You will also need to know the "mime type" of the file for the response header. The mime type can be determined from the file extension, the last part of the file name. You can use the following method, which will cover almost all of the files that a server is likely to encounter:

private static String getMimeTypeFromFileName(String fileName) {
     int pos = fileName.lastIndexOf('.');
     if (pos < 0)  // no file extension in name
         return "x-application/x-unknown";
     String ext = fileName.substring(pos+1).toLowerCase();
     if (ext.equals("txt")) return "text/plain";
     else if (ext.equals("html")) return "text/html";
     else if (ext.equals("htm")) return "text/html";
     else if (ext.equals("css")) return "text/css";
     else if (ext.equals("js")) return "text/javascript";
     else if (ext.equals("java")) return "text/x-java";
     else if (ext.equals("jpeg")) return "image/jpeg";
     else if (ext.equals("jpg")) return "image/jpeg";
     else if (ext.equals("png")) return "image/png";
     else if (ext.equals("gif")) return "image/gif"; 
     else if (ext.equals("ico")) return "image/x-icon";
     else if (ext.equals("class")) return "application/java-vm";
     else if (ext.equals("jar")) return "application/java-archive";
     else if (ext.equals("zip")) return "application/zip";
     else if (ext.equals("xml")) return "application/xml";
     else if (ext.equals("xhtml")) return"application/xhtml+xml";
     else if (ext.equals("pdf")) return "application/pdf";
     else if (ext.equals("c")) return "text/x-csrc";
     else return "x-application/x-unknown";
        // Note:  x-application/x-unknown  is something made up;
        // it will probably make the browser offer to save the file.
}

Possible Enhancements

There are many possible enhancements. One of them is to make the server multi-threaded. We might do that in a future lab as an easy exercise. Here are some more ideas that would make the web server a more realistic server. Someone who is considering an enhanced web server as their final project would want to do some or all of these. A lot of them will require more information and help to implement.

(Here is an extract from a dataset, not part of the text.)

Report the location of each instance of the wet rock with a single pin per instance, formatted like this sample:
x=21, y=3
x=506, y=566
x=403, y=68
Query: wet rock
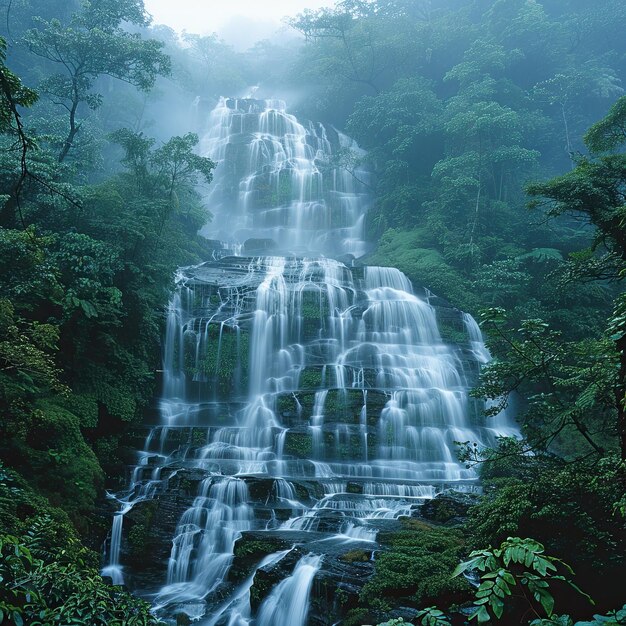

Thread pool — instead of making a new thread for each connection, use a set of threads where each thread handles multiple connections.
Log file — instead of writing messages from the server to System.out, write them to a file so that a permanent record of connections will be kept.
Configuration file — make the server read a file at startup that contains things like the server directory, the port number, the size of the thread pool, and the location of the log file. This lets the server be customized without changing the source code or re-compiling.
More mime types — there is a file on Linux named /etc/mime.types. Instead of using a fixed list of mime types in the function getMimeTypeFromFileName, read that file and build a hash set mapping file extensions to mime types.
Directory listing — instead of sending an error when the client requests a directory, send a list of files in the directory. The file names in the list can be links to the files.
More request headers —learn more about the HTTP protocol and implement some additional request headers; for example, the If-Modified-Since header requests that a file be sent only if it has been modified since a specified time.
HEAD method — implement the HEAD, which requests that the server send just the response headers for the request, leaving off the file content. (This is too easy.)
POST method — implements the POST method for some resources. With POST, the client sends some data along with the request and that data is used as input for a program. The response contains the output of the program. (This is the hardest enhancement.)